There is no denying that he was successful at it.

How to have a $5 million dollar fortune............start with $10 million and go into business with Donald Trump.


----------



## sags

I remember years ago there was a guy on the old Donahue show on television.

He showed a wallet full of about 50 different credit cards and said his philosophy was to continue to apply for as many credit cards as he could get, and use them for tiny purchases which he repaid faithfully. The credit card companies would continually increase his credit limits..........and when he was ready to retire he planned to max out all of them and declare bankruptcy.

In real life, although morally corrupt it would be rather easy to plan and accomplish.

I know a guy who declared bankruptcy, leaving a long line of creditors behind him.

He owned nothing personally, but his wife and daughter owned a golf course, Quality Inn and a Tim Horton franchise, which everyone had always presumed he owned.

He even had a BMW roadster tucked away in the garage at the golf course.

For a penniless bankrupt he sure lived the "good life".


----------



## Beaver101

^ The less attention given to the Duck, the faster he can go away and shut down that ugly hotet-tower synonymous with his name, sitting in prime real estate in Toronto.


----------



## carverman

sags said:


> I remember years ago there was a guy on the old Donahue show on television.
> 
> He showed a wallet full of about 50 different credit cards and said his philosophy was to continue to apply for as many credit cards as he could get, and use them for tiny purchases which he repaid faithfully. The credit card companies would continually increase his credit limits..........and when he was ready to retire he planned to max out all of them and declare bankruptcy.
> 
> In real life, although morally corrupt it would be rather easy to plan and accomplish.
> I know a guy who declared bankruptcy, leaving a long line of creditors behind him.
> He owned nothing personally,
> He even had a BMW roadster tucked away in the garage at the golf course.
> 
> For a penniless bankrupt he sure lived the "good life".


That would be considered fraud in the US, and they have new laws now for declaring bankruptcy intentionally against that. Yes you can transfer everything to your wife and act as though you are penniless..as long as you trust that your wife will be with you to the end of your days..and you better be watching your `PEAS and QUEUES' as they say,
in order not to piss her off....tough enough to do for a lifetime...because lets face it... as men..we are "wired differently"..
and the good General can attest to that. :biggrin:


----------



## carverman

Beaver101 said:


> ^ The less attention given to the Duck, the faster he can go away and shut down that ugly hotet-tower synonymous with his name, sitting in prime real estate in Toronto.


He's the focus of attention right now... because of his announcing to run for President.. he is the focus of attention. 

If by* some remote chance* that should ever happen..he could be another "Putin", but on the capitalist side..
vs the "other side'..communist?..no... it's more like the oligarch side.

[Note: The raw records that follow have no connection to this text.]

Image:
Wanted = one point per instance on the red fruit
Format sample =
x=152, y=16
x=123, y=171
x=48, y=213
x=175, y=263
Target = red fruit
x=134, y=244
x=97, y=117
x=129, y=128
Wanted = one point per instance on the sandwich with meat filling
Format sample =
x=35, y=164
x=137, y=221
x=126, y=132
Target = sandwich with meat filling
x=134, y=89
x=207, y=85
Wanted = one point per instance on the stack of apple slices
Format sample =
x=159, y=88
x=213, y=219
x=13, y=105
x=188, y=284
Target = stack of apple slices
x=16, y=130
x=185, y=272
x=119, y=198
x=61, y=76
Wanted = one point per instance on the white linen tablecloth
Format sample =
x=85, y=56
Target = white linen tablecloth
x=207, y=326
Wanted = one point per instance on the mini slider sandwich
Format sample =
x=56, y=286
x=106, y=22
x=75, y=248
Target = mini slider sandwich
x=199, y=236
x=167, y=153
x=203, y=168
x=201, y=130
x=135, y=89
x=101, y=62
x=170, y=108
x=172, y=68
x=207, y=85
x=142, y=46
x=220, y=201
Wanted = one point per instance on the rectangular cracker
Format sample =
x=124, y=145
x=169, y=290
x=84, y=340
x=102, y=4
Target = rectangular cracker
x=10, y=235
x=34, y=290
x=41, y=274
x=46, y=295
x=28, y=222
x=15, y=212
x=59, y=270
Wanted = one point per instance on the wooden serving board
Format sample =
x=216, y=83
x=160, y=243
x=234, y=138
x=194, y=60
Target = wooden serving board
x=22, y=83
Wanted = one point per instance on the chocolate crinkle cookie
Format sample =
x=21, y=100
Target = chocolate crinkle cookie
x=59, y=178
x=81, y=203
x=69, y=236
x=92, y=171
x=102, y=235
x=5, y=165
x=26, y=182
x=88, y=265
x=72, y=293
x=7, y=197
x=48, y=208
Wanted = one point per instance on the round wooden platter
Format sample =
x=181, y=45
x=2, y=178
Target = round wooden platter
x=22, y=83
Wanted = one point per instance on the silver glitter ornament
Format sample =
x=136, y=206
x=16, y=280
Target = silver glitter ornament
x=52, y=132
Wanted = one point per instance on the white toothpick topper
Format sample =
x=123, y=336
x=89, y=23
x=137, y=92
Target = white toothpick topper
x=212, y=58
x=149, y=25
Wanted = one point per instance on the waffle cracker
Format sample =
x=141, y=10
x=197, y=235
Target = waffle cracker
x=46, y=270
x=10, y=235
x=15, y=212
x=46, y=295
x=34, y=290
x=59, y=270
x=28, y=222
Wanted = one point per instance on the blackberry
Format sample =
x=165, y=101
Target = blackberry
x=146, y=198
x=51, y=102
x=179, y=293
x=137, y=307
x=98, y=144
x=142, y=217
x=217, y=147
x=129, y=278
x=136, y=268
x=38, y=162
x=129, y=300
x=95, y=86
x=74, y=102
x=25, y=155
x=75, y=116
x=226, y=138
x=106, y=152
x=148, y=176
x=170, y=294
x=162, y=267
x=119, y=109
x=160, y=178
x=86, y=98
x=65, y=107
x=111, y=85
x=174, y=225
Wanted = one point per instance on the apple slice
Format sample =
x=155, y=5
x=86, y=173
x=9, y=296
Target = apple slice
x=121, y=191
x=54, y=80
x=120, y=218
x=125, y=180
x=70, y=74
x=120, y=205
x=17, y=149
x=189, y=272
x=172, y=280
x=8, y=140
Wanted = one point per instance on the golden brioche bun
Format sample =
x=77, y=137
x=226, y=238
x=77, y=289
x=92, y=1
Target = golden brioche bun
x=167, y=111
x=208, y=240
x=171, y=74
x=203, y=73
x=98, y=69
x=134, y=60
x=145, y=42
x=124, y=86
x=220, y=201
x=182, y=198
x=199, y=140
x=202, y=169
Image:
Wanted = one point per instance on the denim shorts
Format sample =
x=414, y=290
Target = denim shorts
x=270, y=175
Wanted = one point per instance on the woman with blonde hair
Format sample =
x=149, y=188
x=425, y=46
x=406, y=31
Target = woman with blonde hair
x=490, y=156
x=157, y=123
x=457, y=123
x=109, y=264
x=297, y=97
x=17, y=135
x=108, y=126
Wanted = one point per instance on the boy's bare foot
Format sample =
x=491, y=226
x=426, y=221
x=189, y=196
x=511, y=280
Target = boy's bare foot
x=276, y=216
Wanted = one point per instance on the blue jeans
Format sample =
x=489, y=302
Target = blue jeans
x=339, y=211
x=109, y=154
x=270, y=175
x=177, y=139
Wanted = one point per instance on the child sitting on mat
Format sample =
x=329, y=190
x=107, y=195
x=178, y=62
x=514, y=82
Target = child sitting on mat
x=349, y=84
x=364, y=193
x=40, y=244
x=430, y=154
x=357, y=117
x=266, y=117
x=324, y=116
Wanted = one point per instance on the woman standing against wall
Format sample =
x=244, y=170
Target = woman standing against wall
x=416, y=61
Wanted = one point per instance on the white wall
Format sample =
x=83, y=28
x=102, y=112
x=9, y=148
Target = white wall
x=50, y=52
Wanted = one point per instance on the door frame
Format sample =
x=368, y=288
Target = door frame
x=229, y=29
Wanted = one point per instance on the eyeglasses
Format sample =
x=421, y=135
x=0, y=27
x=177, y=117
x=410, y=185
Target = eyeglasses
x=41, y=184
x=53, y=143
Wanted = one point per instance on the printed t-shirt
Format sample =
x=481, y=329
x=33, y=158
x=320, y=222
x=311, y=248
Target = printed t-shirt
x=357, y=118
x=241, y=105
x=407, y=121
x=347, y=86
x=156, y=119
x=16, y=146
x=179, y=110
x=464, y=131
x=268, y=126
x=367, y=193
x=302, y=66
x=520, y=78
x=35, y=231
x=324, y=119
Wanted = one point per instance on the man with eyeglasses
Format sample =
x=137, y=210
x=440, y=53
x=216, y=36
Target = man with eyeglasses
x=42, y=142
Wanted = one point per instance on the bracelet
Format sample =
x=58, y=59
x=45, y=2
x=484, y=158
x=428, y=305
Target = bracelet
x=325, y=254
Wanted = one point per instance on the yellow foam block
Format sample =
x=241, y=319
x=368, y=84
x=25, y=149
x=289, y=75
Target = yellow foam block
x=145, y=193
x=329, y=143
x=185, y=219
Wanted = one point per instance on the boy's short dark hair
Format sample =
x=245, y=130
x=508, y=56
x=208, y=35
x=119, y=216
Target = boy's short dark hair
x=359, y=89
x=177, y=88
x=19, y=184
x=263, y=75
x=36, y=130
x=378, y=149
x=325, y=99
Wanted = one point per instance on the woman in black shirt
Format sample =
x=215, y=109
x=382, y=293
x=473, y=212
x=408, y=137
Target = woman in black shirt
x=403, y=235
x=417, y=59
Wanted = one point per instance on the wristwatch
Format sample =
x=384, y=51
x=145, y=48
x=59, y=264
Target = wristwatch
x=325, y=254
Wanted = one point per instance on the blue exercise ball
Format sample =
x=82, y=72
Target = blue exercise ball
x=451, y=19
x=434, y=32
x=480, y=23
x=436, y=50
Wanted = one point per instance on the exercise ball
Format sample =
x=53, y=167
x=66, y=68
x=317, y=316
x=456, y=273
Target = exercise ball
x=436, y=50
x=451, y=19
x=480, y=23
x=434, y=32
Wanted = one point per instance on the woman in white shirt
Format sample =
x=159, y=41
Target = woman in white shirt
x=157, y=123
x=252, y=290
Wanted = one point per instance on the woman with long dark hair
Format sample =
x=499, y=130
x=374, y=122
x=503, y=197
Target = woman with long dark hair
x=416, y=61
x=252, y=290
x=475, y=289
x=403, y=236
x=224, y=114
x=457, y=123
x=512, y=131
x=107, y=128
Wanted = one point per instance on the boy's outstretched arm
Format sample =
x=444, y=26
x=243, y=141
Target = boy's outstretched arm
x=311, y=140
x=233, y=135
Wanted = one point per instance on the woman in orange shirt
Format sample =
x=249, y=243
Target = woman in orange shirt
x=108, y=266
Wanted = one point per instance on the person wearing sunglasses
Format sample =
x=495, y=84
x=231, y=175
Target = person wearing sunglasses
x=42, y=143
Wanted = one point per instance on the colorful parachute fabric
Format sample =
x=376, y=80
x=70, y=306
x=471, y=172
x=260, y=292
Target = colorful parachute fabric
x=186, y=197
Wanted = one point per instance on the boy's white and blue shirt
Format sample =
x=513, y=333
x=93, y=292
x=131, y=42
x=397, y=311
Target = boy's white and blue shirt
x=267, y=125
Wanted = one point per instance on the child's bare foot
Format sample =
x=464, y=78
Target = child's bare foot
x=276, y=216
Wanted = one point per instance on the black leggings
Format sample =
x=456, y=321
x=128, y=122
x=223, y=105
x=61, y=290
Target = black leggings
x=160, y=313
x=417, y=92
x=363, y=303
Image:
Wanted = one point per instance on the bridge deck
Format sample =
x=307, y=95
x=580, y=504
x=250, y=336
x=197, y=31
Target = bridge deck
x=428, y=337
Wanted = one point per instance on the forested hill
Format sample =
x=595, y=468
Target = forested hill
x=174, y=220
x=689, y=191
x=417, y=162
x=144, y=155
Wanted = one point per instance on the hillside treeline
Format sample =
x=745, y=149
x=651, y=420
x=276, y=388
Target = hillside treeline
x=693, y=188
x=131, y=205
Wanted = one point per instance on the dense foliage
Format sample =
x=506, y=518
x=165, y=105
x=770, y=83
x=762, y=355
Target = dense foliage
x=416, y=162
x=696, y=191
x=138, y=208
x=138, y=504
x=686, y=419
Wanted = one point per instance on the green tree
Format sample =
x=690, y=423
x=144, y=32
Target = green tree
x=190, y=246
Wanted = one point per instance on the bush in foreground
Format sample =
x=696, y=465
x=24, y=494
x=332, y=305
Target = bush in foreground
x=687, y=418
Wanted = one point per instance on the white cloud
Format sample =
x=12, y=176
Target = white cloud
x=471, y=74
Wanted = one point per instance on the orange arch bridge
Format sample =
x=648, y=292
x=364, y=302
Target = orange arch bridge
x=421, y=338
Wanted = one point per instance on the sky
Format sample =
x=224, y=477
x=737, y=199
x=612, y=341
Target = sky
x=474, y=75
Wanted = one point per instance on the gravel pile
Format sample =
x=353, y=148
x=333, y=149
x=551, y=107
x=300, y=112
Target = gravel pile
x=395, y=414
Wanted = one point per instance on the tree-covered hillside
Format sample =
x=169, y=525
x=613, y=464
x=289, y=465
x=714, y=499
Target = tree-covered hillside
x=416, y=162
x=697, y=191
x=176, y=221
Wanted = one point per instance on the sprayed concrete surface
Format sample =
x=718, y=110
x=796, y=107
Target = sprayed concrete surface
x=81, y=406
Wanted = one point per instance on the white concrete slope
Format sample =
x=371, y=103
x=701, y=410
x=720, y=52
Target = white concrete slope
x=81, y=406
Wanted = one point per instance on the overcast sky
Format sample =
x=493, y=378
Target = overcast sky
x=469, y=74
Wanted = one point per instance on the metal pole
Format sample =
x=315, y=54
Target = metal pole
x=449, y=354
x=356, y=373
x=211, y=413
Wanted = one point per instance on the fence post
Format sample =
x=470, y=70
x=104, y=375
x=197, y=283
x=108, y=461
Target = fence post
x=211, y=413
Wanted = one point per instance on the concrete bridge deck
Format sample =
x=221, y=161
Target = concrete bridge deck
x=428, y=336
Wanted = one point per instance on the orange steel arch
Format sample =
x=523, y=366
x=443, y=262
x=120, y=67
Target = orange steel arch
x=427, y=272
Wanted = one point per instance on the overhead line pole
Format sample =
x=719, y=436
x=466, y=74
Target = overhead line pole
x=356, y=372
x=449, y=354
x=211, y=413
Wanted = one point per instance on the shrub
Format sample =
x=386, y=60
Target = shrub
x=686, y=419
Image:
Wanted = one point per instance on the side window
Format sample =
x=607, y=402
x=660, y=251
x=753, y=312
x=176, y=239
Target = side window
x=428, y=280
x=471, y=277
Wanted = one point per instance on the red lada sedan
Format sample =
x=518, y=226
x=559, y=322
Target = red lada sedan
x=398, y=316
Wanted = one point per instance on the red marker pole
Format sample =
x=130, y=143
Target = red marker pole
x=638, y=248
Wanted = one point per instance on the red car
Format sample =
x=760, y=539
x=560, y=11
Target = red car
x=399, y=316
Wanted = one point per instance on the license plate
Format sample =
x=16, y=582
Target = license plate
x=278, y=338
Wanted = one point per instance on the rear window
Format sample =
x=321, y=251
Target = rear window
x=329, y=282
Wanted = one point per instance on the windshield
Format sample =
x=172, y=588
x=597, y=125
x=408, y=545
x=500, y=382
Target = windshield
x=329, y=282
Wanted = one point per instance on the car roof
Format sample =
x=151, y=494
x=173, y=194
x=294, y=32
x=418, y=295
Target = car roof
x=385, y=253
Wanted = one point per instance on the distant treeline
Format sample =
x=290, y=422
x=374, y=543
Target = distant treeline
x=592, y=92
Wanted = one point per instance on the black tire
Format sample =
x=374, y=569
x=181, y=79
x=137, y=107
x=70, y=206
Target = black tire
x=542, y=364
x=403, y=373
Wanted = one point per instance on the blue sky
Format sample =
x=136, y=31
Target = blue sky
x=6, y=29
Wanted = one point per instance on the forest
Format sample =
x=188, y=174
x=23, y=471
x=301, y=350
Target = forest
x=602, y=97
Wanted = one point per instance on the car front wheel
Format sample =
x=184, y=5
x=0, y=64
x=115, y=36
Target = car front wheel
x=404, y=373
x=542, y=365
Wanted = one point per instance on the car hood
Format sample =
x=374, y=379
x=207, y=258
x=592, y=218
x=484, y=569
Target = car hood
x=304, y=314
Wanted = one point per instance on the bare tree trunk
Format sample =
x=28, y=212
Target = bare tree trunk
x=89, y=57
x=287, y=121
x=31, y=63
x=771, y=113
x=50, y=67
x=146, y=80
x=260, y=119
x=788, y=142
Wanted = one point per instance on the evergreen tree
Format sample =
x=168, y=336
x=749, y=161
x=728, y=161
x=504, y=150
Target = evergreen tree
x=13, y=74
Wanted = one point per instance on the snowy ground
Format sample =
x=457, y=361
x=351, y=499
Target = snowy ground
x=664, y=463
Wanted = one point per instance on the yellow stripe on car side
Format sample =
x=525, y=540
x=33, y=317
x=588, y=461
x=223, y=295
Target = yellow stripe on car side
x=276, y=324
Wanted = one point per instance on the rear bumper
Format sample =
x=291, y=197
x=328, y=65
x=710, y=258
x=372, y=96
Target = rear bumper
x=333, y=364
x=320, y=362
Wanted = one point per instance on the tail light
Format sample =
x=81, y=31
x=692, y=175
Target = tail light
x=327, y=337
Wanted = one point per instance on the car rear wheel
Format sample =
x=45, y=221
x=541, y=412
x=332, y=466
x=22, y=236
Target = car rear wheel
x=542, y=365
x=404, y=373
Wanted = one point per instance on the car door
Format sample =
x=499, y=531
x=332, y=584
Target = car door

Right now it's like the game of Euchre...4 suites, the one-eyed jack, the man with the axe and the black queen...and IF you
"play dirty"..you can TRUMP your own partner too. So in the US election coming up..who is going to declare the running mates as TRUMP.
Not Hilary..not the others either..you can be sure that whoever gets on top of the pile may or may not be the eventual winner.
In the US, the popular vote doesn't count..it's the elec-troll college vote...the secret vote arranged during a " state recount" that will determine
who gets in as president.


----------



## Cal

I have got to wonder what his angle is, I mean does the Donald really think he will win, or is he trying to get some leverage on another candidate to owe him a favor for backing out and backing their run. There is an awful lot of $ at play with some of these favors...


----------



## carverman

Cal said:


> I have got to wonder what his angle is, I mean does the Donald really think he will win, or is he trying to get some leverage on another candidate to owe him a favor for backing out and backing their run. There is an awful lot of $ at play with some of these favors...


He's probably the lowest favourable Republican GOP candidate right now..but there has to be a reason for him throwing his hat in the ring.
Jeb Bush and NJ governor Chris Christie may stand a better chance...unless the electoral college vote takes a gamble on him. I can't think they would
have any reason as he is too outspoken..and doesn't always think before he says it out loud.


----------



## donald

If he ever got a elected(never would happen)I would invest so heavy into war related stocks
Could you imagine him in 'peace' talks with other countries over multiple issues lol
'shoot first ask later'


----------



## Plugging Along

Never say never, I think I said that about an Alberta NDP

I have read that a lot people get voted in based on their 'stardom' quality and name recognition. Many people don't do their homework when they vote.


----------



## carverman

donald said:


> If he ever got a elected(never would happen)I would invest so heavy into war related stocks
> Could you imagine him in 'peace' talks with other countries over multiple issues lol
> 'shoot first ask later'


More like "shooting from the hip".and that's only his mouth. If it comes to a faceoff between the Arabs and the US presided over by the "D"....he would fire anyone
in the Military that dared to disagree with him...
...unless of course, there was a lot of money to be made from ME oil..the only commodity he may be interested in in Iraq..since it's too unstable to build Hotels and Casinos there right now, so they could invade again on pretext of "Weapons of Mass Deception"...Iran taking over. 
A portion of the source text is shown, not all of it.